8.4 Eenheden van tijd

Een tijd-eenheid staat voor een bepaalde hoeveelheid tijd. Met eenheden van tijd kun je rekenen.

 

Voorbeelden:

1 jaar = 52 weken

52 weken = 12 maanden

1 week = 7 dagen

1 dag = 24 uur

1 uur = 60 minuten

1 minuut = 60 seconde

1 uur = 60 x 60 = 3600 seconden

1 dag = 24 x 3600 = 86 400 seconden

792 uren = 792 : 24 = 33 dagen

54 jaren = 54 x 12 = 648 maanden

 

Tabel

Eenheden van tijd

 1 millennium = 1000 jaren  het meervoud van millennium is millennia
 1 eeuw = 100 jaren  
 1 jaar = 4 kwartalen  
 1 jaar = 12 maanden  1 jaar is 365 dagen, of 366 dagen in een schrikkeljaar *
 1 jaar is 52 weken + 1 dag, of + 2 dagen in een schrikkeljaar *
 1 kwartaal = 3 maanden = 1/4 jaar  
 1 maand = 1/12 jaar  1 maand is 30 of 31 dagen, en in de maand
 februari 28 dagen of 29 dagen in een schrikkeljaar *
 1 week = 7 dagen  
 1 dag (etmaal) = 24 uur  
 1 uur = 60 minuten  
 1 minuut = 60 seconden  

* Een schrikkeljaar komt om de vier jaar voor. Een 'gewoon' jaar heeft 365 (= 52 x 7 + 1) dagen, een schrikkeljaar heeft 366 dagen.

 

2,45 uur is niet 2 uur en 45 minuten, maar 2 uur en 0,45 x 60 = 27 minuten.

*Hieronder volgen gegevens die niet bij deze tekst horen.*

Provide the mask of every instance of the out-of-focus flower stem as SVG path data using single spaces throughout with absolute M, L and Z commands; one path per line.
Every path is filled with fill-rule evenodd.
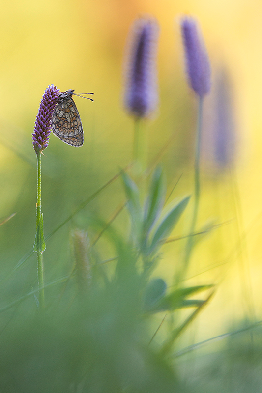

3,6 jaar = 3 jaar en 0,6 x 365 = 219 dagen.

 

Opgaven

 

1

 Kees vliegt naar Spanje. De vliegreis duurt 165 minuten. De reistijd is

        ............. uur en ................. minuten.

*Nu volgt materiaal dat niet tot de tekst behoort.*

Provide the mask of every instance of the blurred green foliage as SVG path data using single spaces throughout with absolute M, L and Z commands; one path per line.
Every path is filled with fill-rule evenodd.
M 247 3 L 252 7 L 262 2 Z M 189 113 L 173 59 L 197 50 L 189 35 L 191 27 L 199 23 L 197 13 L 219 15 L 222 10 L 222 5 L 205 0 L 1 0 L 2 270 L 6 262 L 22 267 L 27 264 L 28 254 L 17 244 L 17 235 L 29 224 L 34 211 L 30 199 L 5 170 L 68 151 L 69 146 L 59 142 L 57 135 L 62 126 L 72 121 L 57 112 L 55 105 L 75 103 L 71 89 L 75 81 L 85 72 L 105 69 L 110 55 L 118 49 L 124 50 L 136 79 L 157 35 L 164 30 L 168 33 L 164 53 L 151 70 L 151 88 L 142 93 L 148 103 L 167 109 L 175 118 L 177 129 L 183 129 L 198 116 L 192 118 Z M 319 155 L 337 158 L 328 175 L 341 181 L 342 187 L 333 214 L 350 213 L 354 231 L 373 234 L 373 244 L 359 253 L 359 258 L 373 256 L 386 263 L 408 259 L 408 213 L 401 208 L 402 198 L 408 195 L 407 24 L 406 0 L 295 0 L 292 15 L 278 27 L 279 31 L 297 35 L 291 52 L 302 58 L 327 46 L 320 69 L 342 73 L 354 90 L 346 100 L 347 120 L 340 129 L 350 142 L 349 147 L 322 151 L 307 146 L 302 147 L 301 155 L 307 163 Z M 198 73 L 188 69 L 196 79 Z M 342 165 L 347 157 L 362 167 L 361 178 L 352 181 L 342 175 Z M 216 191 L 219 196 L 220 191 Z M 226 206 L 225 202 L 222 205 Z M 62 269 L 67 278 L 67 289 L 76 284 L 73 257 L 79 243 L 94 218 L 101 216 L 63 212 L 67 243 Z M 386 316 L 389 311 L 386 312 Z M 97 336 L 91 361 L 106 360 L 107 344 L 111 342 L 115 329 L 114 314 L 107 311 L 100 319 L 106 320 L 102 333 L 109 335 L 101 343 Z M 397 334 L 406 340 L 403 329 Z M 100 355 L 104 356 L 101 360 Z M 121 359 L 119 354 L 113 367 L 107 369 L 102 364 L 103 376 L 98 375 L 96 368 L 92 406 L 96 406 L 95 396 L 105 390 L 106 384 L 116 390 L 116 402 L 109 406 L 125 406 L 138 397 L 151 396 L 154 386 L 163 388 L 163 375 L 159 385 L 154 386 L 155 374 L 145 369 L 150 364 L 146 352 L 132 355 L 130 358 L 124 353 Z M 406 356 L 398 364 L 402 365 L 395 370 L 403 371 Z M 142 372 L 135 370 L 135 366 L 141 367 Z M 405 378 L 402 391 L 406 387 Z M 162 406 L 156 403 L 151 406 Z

 Loes gaat met de auto op vakantie. Ze zit 5 uur en 45 minuten in de auto.

       Hoeveel minuten zijn dat?

2

a  86 uur =  ............. dagen en ....... uur

 27 maanden = ................. jaar en ................. maanden

 626 jaar = ..................... eeuwen en ............. jaar

 

3

a   5 minuten = ...seconden 

b  12 uur = ...minuten

c   3 dagen = ...uren

 2 kwartalen = ...weken

 3 eeuwen = ...jaar

  2 uur = ...seconden

 

4

a  Hoeveel jaar en hoeveel dagen is 5,8 jaar?

 Hoeveel uur en hoeveel minuten is 3,2 uur? 

 Hoeveel dagen en hoeveel uur is 6,5 dagen? 

 Hoeveel minuten en hoeveel seconden is 520 seconden?